Much remains to be done to increase global access to already licensed vaccines. Global vaccine coverage could be improved by simultaneous licensure in developed and developing countries, faster rollout, improving vaccines delivering logistics, increasing funding, and lowering population reticence to vaccination. Adult vaccination should also be adopted as a healthcare priority at the national level. Changes in regulatory laws and policies are also required, with formal consideration given to vaccination benefits in AMR reduction. National advisory committees on immunization would need to develop the Guidance for Industry that supports including AMR data in label updates and incorporating AMR reduction benefits in health technology assessment and economic modeling. Coverage with licensed vaccines can be also improved through continuing medical education programs communicating the benefits of vaccination for AMR reduction (Jansen et al. 2018a; Esposito et al. 2014; Laurent-Ledru et al. 2011).

New vaccine candidates addressing important bacterial and viral pathogens for which vaccines currently do not exist are under development, as well as vaccines against parasitic infections such as malaria which often predispose children in endemic areas to invasive bacterial coinfections requiring antibiotic treatment (Were et al. 2011).

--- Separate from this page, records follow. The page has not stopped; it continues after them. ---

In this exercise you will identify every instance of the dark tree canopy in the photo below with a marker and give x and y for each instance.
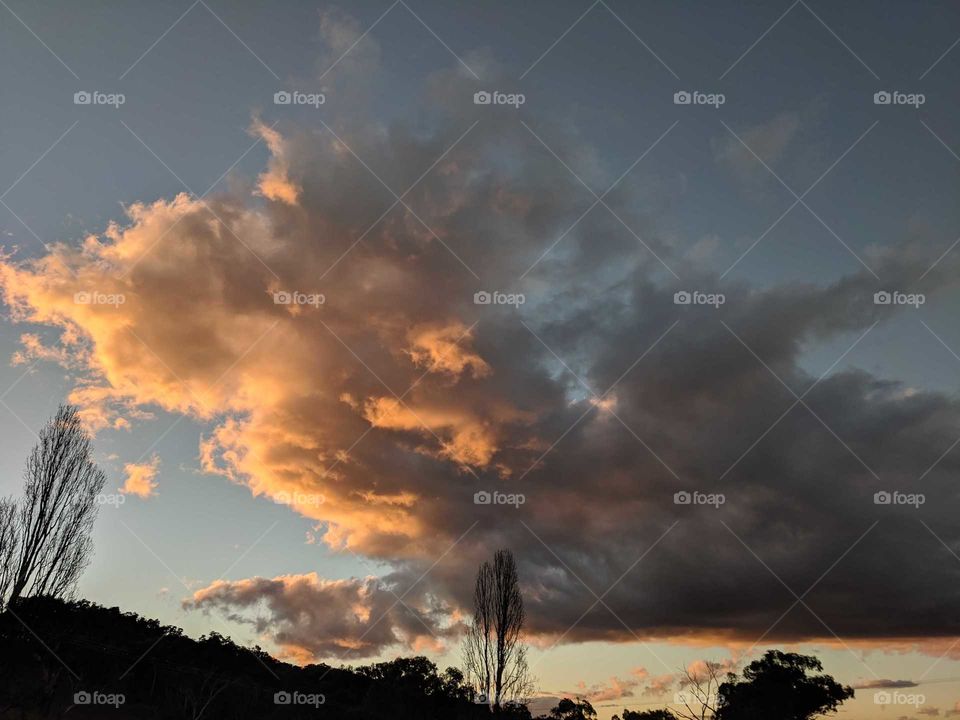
(658, 714)
(49, 544)
(778, 686)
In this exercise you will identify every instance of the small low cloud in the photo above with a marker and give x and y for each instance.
(140, 478)
(883, 684)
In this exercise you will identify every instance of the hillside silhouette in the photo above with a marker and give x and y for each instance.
(55, 652)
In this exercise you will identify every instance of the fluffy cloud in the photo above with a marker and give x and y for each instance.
(398, 398)
(309, 616)
(140, 478)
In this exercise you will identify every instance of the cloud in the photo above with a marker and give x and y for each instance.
(399, 398)
(311, 617)
(877, 684)
(769, 141)
(140, 478)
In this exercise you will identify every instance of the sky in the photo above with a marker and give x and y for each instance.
(272, 316)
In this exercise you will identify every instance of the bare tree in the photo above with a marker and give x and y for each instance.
(698, 691)
(56, 514)
(8, 544)
(494, 654)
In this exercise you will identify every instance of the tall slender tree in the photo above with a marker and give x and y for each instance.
(8, 544)
(494, 653)
(53, 520)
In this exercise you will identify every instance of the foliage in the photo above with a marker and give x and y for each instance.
(778, 685)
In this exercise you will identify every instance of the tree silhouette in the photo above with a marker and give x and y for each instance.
(659, 714)
(494, 656)
(51, 542)
(567, 709)
(777, 685)
(8, 544)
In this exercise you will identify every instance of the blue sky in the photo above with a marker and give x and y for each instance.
(599, 81)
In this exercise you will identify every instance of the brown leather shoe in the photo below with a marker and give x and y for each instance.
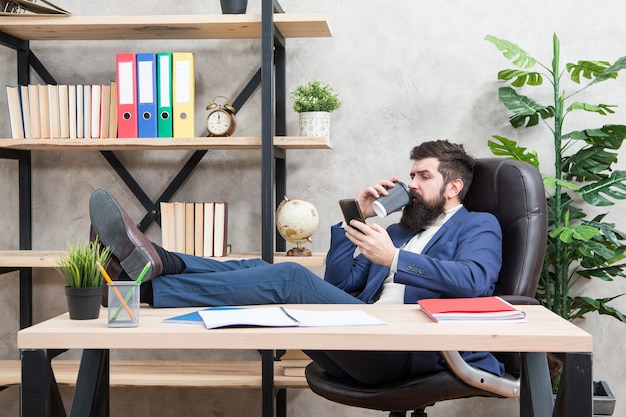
(129, 245)
(114, 270)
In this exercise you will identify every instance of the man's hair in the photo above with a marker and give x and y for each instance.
(454, 162)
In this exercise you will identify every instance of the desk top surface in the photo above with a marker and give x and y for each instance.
(407, 328)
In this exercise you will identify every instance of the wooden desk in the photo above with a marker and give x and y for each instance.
(407, 329)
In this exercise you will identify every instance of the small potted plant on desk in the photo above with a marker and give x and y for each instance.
(314, 102)
(84, 283)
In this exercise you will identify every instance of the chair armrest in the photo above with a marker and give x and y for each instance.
(505, 386)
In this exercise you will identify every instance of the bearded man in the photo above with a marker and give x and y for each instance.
(438, 249)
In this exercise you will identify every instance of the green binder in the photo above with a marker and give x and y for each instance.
(164, 95)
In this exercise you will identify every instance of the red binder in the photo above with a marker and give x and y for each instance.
(479, 308)
(126, 95)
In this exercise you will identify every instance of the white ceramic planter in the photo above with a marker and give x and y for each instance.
(316, 123)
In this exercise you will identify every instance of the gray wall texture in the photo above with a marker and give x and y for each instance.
(407, 71)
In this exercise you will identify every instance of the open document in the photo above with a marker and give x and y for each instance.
(286, 317)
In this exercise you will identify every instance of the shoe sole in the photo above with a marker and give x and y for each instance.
(108, 222)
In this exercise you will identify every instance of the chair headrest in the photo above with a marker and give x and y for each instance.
(513, 191)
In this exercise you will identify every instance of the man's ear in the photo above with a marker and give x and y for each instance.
(454, 188)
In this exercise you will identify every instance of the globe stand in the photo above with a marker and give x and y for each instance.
(299, 251)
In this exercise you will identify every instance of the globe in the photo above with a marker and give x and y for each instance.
(296, 221)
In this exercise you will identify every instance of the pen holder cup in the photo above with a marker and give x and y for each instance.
(123, 304)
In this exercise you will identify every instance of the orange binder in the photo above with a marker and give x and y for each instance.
(126, 95)
(183, 92)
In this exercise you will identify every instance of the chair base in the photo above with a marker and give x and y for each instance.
(413, 394)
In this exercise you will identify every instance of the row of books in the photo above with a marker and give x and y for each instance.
(153, 95)
(194, 228)
(62, 111)
(156, 93)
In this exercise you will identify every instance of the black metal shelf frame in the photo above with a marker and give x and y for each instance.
(270, 77)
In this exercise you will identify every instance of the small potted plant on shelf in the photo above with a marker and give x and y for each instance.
(84, 282)
(314, 102)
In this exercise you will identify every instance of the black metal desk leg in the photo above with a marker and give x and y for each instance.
(267, 382)
(35, 390)
(91, 396)
(574, 398)
(536, 391)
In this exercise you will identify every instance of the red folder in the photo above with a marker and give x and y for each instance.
(480, 308)
(126, 95)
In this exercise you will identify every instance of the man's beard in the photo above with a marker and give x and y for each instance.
(421, 213)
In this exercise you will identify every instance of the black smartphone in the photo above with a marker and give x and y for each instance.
(351, 210)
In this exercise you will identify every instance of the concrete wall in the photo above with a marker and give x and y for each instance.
(407, 71)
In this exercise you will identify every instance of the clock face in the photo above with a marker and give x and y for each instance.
(218, 122)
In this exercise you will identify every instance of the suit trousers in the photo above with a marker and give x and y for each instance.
(207, 282)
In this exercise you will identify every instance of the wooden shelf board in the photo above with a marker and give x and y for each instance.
(48, 258)
(244, 26)
(225, 143)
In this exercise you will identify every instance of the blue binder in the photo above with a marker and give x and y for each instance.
(146, 96)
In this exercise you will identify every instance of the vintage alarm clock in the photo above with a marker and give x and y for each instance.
(221, 118)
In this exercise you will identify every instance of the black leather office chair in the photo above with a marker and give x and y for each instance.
(513, 191)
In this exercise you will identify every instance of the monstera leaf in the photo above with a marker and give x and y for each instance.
(525, 110)
(598, 193)
(588, 164)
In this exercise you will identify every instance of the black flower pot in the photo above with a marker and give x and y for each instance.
(234, 6)
(84, 303)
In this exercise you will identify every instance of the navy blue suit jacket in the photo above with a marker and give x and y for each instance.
(462, 259)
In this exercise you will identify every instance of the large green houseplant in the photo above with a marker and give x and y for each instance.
(581, 178)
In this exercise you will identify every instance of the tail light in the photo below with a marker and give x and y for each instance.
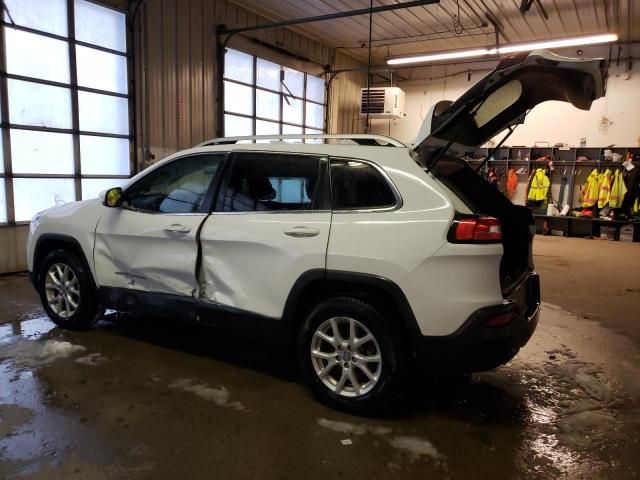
(475, 230)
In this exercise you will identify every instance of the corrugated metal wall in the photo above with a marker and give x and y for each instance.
(175, 62)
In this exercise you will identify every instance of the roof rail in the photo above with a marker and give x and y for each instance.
(359, 138)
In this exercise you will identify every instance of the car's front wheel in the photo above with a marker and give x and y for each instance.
(350, 356)
(67, 292)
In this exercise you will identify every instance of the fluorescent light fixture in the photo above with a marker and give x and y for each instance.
(522, 47)
(561, 43)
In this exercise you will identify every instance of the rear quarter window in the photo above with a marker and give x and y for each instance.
(357, 185)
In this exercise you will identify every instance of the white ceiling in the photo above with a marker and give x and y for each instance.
(431, 28)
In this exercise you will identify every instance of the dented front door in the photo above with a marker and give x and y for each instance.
(149, 243)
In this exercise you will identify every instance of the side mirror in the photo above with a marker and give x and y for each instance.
(112, 197)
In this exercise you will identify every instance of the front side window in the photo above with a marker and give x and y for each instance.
(261, 182)
(178, 187)
(359, 186)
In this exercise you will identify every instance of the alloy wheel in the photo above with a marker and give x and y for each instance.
(346, 356)
(62, 290)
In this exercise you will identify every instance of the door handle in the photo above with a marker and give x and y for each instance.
(177, 228)
(302, 232)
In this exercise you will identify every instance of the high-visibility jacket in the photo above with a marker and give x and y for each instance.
(539, 186)
(604, 191)
(618, 190)
(512, 182)
(590, 190)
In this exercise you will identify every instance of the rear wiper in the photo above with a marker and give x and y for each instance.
(511, 129)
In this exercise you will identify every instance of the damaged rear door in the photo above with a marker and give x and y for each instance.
(149, 242)
(270, 225)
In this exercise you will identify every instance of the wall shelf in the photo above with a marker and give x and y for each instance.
(566, 165)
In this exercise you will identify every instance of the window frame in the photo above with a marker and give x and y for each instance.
(323, 192)
(8, 176)
(281, 94)
(212, 190)
(394, 190)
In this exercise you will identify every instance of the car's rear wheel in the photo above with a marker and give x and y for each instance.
(350, 356)
(67, 292)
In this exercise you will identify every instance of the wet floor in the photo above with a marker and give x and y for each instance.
(153, 400)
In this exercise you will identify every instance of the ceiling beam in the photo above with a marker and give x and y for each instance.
(222, 30)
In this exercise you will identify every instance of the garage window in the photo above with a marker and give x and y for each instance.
(64, 104)
(265, 98)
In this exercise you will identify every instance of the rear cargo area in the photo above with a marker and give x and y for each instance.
(483, 198)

Incentives that could be provided to enable industry to develop new vaccines that are of public interest but may not be commercially viable would include priority review vouchers, transferable regulatory data and marketing exclusivity, and research and development tax credits. In parallel, sustained investments in developing the human talent pool would provide an experienced workforce to innovate across vaccine research and development (Cawein et al. 2017).

While much has been accomplished with respect to the development of vaccines and immunization strategies, for many important human pathogens there is no available vaccine or current vaccines are suboptimal. Vaccination strategies and AMR considerations are intertwined in importance and, taken together, will drive development decisions and priorities in the decades to come.